FIG. 1 is a diagram showing a miniature car on which a multi-stage energy storage device according to an embodiment of the present invention is mounted, and FIGS.
The figures show a multi-stage energy storage device of the present invention, of which Figure 3 shows a state in which no energy is stored, Figure 4 shows a state in which energy is stored, and Figure 5 shows a state in which energy is stored.
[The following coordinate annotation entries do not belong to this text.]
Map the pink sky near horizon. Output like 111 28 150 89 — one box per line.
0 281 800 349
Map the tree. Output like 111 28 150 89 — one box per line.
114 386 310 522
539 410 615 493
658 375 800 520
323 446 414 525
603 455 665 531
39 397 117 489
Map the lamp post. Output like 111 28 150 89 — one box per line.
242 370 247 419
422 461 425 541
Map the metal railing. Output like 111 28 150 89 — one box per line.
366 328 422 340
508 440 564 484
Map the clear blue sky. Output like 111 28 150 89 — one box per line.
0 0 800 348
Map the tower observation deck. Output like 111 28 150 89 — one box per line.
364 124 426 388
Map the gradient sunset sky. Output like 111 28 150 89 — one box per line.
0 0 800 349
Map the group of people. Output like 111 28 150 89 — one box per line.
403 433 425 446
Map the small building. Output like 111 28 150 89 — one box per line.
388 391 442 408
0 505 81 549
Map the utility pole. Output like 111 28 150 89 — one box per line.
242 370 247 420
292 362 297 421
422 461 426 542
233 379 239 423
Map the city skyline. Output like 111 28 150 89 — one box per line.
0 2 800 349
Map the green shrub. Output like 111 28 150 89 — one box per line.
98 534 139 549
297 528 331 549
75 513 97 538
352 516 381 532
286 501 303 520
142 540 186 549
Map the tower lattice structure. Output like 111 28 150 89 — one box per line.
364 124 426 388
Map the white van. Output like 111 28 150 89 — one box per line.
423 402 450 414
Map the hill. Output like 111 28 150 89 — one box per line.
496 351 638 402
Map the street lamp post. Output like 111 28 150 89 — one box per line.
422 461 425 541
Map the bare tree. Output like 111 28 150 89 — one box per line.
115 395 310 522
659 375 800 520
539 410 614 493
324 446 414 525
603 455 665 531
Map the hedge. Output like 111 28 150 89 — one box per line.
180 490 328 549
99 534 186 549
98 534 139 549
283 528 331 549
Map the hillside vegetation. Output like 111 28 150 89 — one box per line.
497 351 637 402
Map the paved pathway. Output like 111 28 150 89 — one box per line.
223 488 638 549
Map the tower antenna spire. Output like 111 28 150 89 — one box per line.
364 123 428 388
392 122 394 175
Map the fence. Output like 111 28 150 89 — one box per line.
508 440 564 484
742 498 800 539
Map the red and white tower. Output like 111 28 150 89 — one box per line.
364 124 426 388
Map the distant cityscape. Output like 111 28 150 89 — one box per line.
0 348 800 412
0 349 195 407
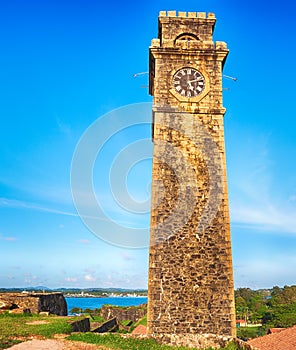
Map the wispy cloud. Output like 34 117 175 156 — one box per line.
84 274 97 282
229 134 296 234
65 277 78 283
0 197 78 216
0 236 17 242
78 239 90 244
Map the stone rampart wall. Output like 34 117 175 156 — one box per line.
0 293 68 316
101 304 147 322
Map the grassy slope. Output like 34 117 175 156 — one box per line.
0 314 236 350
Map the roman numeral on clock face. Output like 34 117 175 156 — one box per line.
172 67 205 98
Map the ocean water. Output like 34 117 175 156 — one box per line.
65 297 147 314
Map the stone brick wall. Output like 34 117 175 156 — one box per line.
148 12 235 346
0 293 68 316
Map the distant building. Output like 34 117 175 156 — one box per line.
248 326 296 350
235 320 248 328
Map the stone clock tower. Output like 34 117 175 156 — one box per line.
148 11 235 346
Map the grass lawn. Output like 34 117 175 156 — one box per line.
0 314 237 350
67 333 237 350
0 314 73 349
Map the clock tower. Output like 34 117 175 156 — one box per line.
148 11 235 346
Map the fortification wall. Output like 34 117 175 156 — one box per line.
0 293 68 316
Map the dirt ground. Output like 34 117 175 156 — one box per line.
9 339 109 350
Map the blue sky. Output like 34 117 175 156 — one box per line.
0 0 296 288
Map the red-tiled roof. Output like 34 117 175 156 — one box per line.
268 328 286 334
132 324 147 335
248 326 296 350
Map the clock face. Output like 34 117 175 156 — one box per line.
173 67 205 98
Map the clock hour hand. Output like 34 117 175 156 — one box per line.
187 77 202 84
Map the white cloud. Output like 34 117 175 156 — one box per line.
65 277 78 283
78 239 90 244
0 236 17 242
84 274 96 282
0 197 78 217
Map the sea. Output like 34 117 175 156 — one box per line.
65 297 147 314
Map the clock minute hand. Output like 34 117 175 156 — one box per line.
187 78 202 84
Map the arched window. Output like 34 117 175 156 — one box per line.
175 33 199 47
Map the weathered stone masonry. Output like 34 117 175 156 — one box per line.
0 293 68 316
148 11 235 344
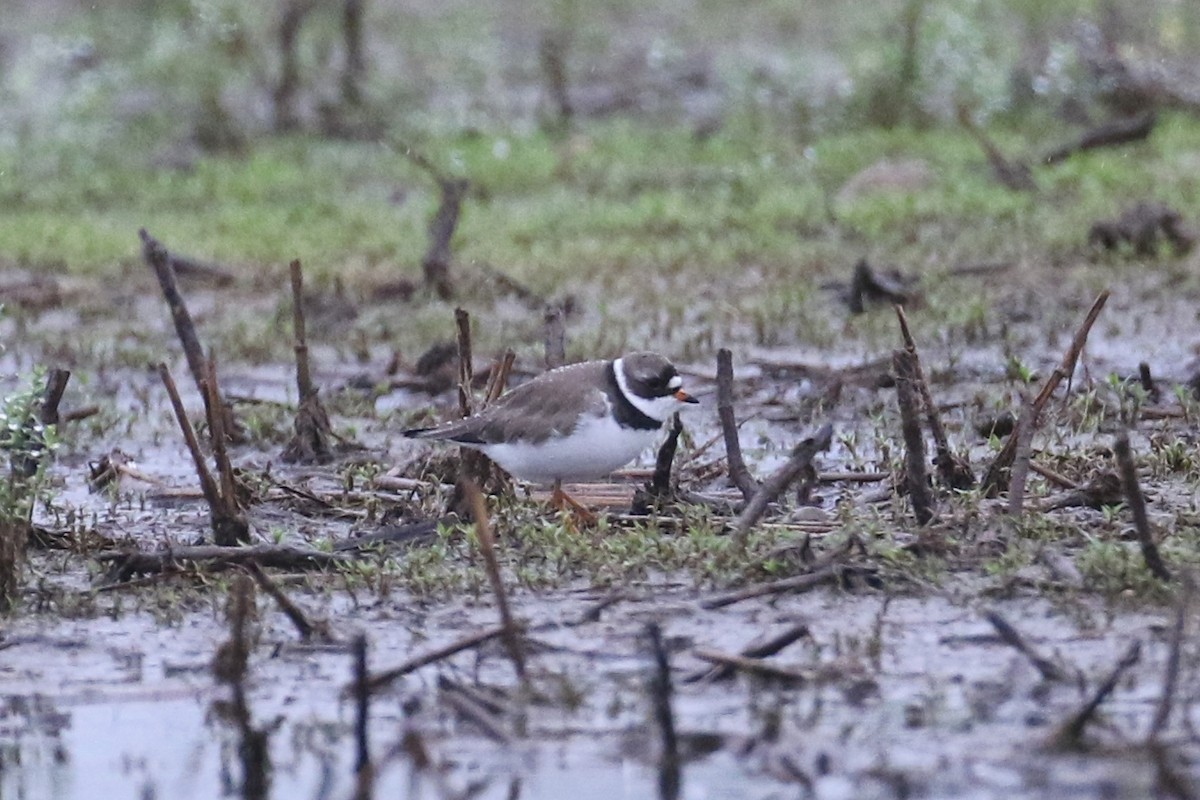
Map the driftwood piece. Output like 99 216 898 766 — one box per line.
716 348 760 501
895 305 974 489
281 260 334 464
982 289 1110 497
731 423 833 548
95 545 347 583
367 625 504 693
1042 110 1158 166
892 350 934 525
1112 433 1171 581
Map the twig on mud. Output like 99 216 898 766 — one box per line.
984 610 1069 682
982 289 1109 497
357 625 505 693
893 303 974 489
95 545 347 585
350 633 374 800
542 305 566 369
200 359 250 546
462 477 526 682
484 349 517 407
395 143 470 300
245 561 337 643
689 648 812 684
716 348 758 503
700 564 844 610
732 423 833 548
1042 110 1158 166
282 259 334 464
684 622 811 684
1008 402 1037 517
1112 432 1171 581
1146 572 1195 742
1050 642 1141 750
138 228 244 441
646 622 682 800
158 363 250 546
892 350 934 525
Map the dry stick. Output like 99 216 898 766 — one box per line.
94 545 349 583
892 350 934 525
646 622 680 800
716 348 758 501
454 308 475 416
282 259 334 463
484 349 517 405
650 411 683 498
360 625 506 693
1008 402 1037 517
542 306 566 369
983 289 1109 497
462 477 526 682
1050 642 1141 748
984 610 1068 681
700 564 841 610
1146 573 1195 742
350 633 373 800
733 423 833 548
1112 432 1171 581
684 622 811 684
158 363 221 513
246 561 335 642
203 359 250 546
892 303 974 489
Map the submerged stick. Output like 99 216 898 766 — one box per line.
893 303 974 489
1112 432 1171 581
462 477 526 682
732 423 833 547
892 350 934 525
982 289 1110 497
716 348 758 501
646 622 682 800
1050 642 1141 748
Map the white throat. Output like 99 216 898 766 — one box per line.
612 359 686 422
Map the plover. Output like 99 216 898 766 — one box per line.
404 353 698 505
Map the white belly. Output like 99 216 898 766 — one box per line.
480 415 658 483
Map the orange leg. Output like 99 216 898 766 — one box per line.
550 481 599 527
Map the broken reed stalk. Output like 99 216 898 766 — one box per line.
1112 432 1171 581
982 289 1110 497
288 259 317 402
1008 402 1036 517
542 306 566 369
1146 573 1195 742
892 303 974 489
462 477 526 684
484 349 517 405
646 622 682 800
732 423 833 549
892 350 934 525
246 561 334 642
202 359 250 547
1050 642 1141 750
454 308 475 416
357 625 506 692
281 259 334 464
650 411 683 498
350 633 373 800
716 348 758 503
158 363 221 511
984 610 1068 682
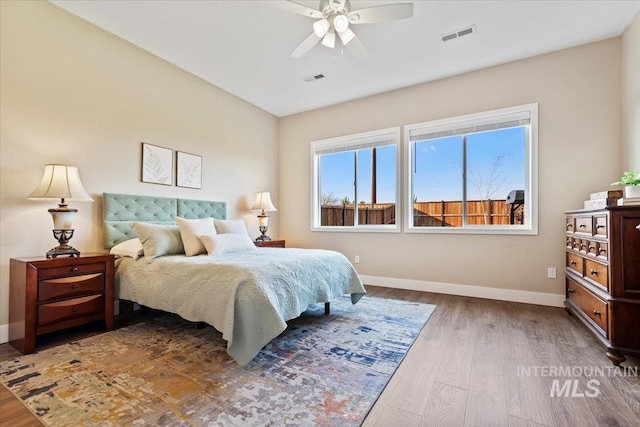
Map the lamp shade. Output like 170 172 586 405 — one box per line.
251 191 277 212
28 165 93 202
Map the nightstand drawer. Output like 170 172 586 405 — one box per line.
567 279 609 337
38 273 104 302
38 295 104 326
584 259 609 290
38 262 105 280
567 252 584 276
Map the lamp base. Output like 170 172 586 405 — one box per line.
256 225 271 242
46 246 80 258
46 229 80 258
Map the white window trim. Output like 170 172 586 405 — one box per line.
310 126 403 233
403 103 538 235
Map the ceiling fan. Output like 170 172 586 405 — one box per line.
279 0 413 59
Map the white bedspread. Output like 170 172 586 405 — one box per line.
116 248 365 365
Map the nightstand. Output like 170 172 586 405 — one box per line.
253 240 285 248
9 254 115 354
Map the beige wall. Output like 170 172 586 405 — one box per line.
279 38 621 301
622 13 640 171
0 1 278 342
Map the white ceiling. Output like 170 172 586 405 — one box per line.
51 0 640 117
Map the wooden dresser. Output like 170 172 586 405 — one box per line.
565 206 640 365
9 254 115 354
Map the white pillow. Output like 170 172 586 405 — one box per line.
198 233 256 255
214 219 249 234
131 222 184 262
176 216 216 256
109 237 144 260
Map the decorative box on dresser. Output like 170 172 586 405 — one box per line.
253 240 285 248
565 206 640 365
9 254 115 354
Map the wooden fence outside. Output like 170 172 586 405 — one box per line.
320 203 396 227
321 200 524 227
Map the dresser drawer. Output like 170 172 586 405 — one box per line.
593 215 609 237
38 262 106 280
38 273 104 302
598 242 609 259
567 252 584 276
575 215 593 234
38 295 105 326
566 216 576 233
584 259 609 290
587 240 598 256
567 279 609 337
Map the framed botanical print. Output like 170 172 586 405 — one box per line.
176 151 202 189
142 142 173 185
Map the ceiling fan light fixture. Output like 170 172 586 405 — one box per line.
313 19 330 37
338 28 356 46
333 15 349 33
322 31 336 49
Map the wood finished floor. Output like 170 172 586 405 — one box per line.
0 286 640 427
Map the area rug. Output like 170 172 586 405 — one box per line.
0 296 435 427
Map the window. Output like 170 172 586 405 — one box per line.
404 104 537 234
311 128 400 231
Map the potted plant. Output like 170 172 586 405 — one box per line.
611 172 640 198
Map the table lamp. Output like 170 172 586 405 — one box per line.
28 165 93 258
251 191 277 242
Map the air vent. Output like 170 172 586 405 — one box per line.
302 74 324 83
440 25 476 42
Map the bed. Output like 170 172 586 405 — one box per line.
103 193 365 365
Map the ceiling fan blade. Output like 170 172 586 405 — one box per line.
289 33 322 59
345 34 369 60
275 0 322 19
347 3 413 24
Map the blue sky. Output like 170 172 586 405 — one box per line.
320 127 525 203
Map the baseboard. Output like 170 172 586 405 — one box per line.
0 325 9 344
360 275 565 307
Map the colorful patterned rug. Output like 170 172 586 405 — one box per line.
0 296 435 427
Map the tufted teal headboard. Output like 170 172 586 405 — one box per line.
102 193 227 249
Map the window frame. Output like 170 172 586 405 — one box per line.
311 126 403 233
403 103 538 235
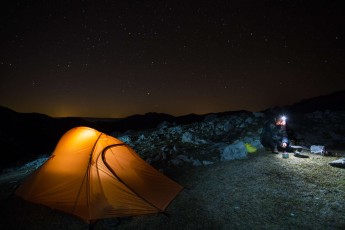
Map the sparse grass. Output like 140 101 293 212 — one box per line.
0 151 345 230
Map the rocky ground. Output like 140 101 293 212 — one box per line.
0 111 345 229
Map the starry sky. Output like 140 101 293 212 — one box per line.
0 0 345 117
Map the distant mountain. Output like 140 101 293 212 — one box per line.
0 90 345 169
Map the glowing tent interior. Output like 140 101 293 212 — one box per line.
16 127 182 222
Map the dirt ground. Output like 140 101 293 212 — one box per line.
0 151 345 230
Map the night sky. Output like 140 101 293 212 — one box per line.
0 0 345 117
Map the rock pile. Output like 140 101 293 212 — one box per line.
117 112 265 171
116 111 345 169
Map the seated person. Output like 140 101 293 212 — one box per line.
261 116 290 153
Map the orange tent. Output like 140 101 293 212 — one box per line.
16 127 182 222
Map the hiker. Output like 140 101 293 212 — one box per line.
261 116 290 153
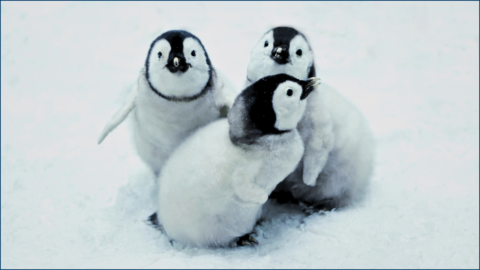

When four stages of energy storage units using rubber bands are used as energy storage sources and gears are used as energy transmission mechanisms, a diagram showing the gear ratio and the relationship in which energy is stored in each stage is shown. In the figure, 4 is the base frame, 6 is the rear wheel connection shaft, 7°7' is the partition plate, 8, 9, 10, 19, 20, 21 are the hooks, 2
7, 27' and 27'' are rubber rings, 12° 13 and 22,
23 is a gear, 15 is a crown gear, 16 is a pinion gear, 17 is a movable plate, and 18 is a frame portion.

Claims (1)

[Claims] 1. Energy is transmitted via a first string-like rubber body energy accumulation portion having a string-like rubber body that stores at least energy transmitted from the outside and the energy accumulated in the first string-like rubber body energy storage portion. a second string-like rubber body energy storage section having a string-like rubber body, and the multi-stage energy storage device is arranged such that the string-like rubber bodies are arranged in parallel with each other; A first gear for transmitting stored energy is provided in the rubber-like energy storage section, a second gear for receiving energy is provided in the second string-like rubber energy storage section, and the first gear and the second gear are meshed with each other. A multi-stage energy storage device for a toy, characterized in that the first gear is smaller than the second gear.